My big insight last night was the idea that even if sometimes the work that needs doing is on ourselves, we still need to ship. That points to a blog or a digital garden as a place to publish/ship the insights that come from those efforts.

I don’t know if I’m asking too much to say you should ship from those times, but I don’t think I am. I’m not talking about daily blog articles, but after it’s all said and done, what came out of it? I’m obviously dating myself, but I think of it like the end of an episode of The Waltons, where John Boy is writing what he learned from recent events.

Thoughts on abundance.

Abundance is tricky because short of a replicator from Star Trek, it’s difficult to understand how we can achieve full abundance in things like food and material objects. It’s fairly clear, in retrospect, how information and in turn music and education and movies could all become abundant. Digital distribution is non-rivalrous. Nothing is lost as you make a copy of a song for your phone or stream it from YouTube.

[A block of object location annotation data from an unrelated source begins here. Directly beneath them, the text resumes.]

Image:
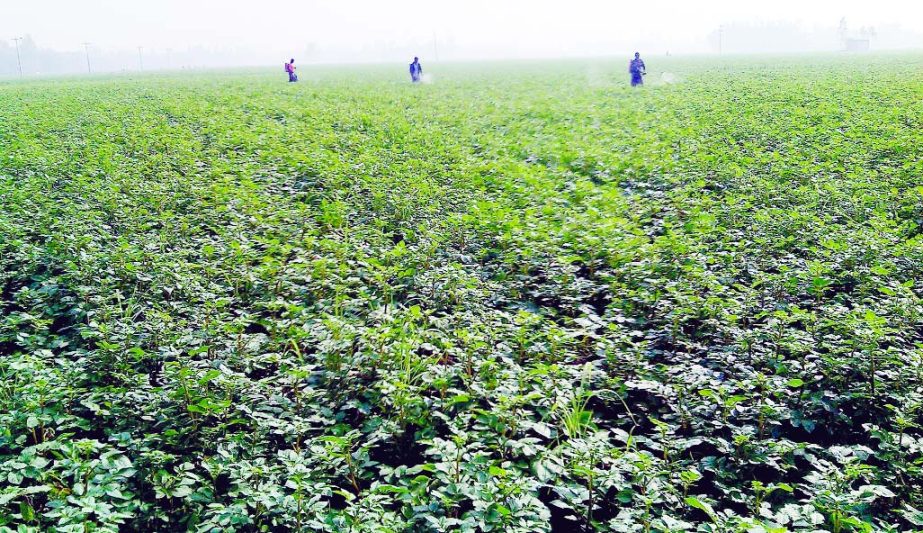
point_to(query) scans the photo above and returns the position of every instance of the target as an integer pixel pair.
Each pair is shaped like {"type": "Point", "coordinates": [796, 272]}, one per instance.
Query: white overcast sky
{"type": "Point", "coordinates": [486, 27]}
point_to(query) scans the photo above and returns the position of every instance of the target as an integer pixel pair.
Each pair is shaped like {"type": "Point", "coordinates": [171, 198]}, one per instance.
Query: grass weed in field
{"type": "Point", "coordinates": [522, 297]}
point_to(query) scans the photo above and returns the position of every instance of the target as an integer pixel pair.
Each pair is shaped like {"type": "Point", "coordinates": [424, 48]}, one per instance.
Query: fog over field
{"type": "Point", "coordinates": [58, 35]}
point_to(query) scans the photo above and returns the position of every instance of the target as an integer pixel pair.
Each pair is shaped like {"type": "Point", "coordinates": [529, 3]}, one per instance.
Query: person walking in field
{"type": "Point", "coordinates": [290, 69]}
{"type": "Point", "coordinates": [416, 70]}
{"type": "Point", "coordinates": [638, 70]}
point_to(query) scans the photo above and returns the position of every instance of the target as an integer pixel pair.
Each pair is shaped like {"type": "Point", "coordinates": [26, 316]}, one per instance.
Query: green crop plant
{"type": "Point", "coordinates": [518, 299]}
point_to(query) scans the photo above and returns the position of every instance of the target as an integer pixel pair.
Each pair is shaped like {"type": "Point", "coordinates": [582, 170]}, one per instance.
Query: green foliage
{"type": "Point", "coordinates": [515, 301]}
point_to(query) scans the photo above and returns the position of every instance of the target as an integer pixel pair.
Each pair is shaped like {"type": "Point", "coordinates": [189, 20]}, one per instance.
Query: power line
{"type": "Point", "coordinates": [86, 48]}
{"type": "Point", "coordinates": [18, 59]}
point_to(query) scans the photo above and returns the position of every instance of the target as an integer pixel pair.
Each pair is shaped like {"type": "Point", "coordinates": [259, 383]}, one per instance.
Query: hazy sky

You still can’t stream food, and yet we’re mostly experiencing an abundance of food in the world. We’ve gotten good at growing it in large quantities, though we need to get better at maintaining or increasing those yields while making the whole process more sustainable. I feel like, even with the changes that are coming with climate change, we know so much about growing food, even hydroponically, that we’ll be OK.

In his book about abundance, Peter H. Diamandis talks about things like health care getting cheaper and smaller to the point where blood tests, for example, could be so abundant that they’re practically free. So that’s part of the answer. Do we have the materials to give everyone in the world a video camera like the one they used to film TV shows in the 1960s? No, those were huge and used a lot of materials, but now we all have the same functionality (or better) as part of our phone. So the whole meme where you look at a desk in 1990 and ask what items are still on your desk in 2019 is valid. Almost all of those functions (formerly provided by physical objects) were replaced by computer software and databases. So even physical objects are becoming abundant in that way.

I think of the paper microscope that I own. That is a huge reduction in material (and the kinds of materials) from a traditional microscope. And I know that team is continuing to work on similar kinds of projects.

This all comes down to “more from less” as a principle. We are continuing to do more with less to the point where abundance is emerging. I had thought to have More With Less as a pattern, but abundance makes more sense. And weirdly, I don’t remember even making quite this clear a connection between the two before tonight. I must have at some point, but it has not been something that comes to mind immediately.

I had realized at some point that More With/From Less was pretty much the only principle of sustainability. Most of our problems come from the More for more approach we’ve been taking, and we are running up against the limits of doing that without destroying the planet.

I know there’s more to fixing the world than more with less. There’s no moral compass there, and I just recently read about a “philosophy” based around something similar, but critics looked at it and said if an AI were programmed with this mission, it would likely destroy human life. It kind of reminds me of the high productivity machine that would end up using all matter on Earth to create the widget it was assigned to make.

Anyway, I think it makes sense that I’m trying to balance the ethics with the practical principles. I don’t want to take the ethics for granted. We are trying to create a “better” world and that has ethical considerations. I can’t help think that this book is going to be too little too late, but I still feel like I need to write it. Even if it’s just for my kids. It’s my best synthesis of what I’ve learned about making the world a better place. I feel like it’s my responsibility to put it out into the world; like I will likely say in the book, your contribution might make all the difference.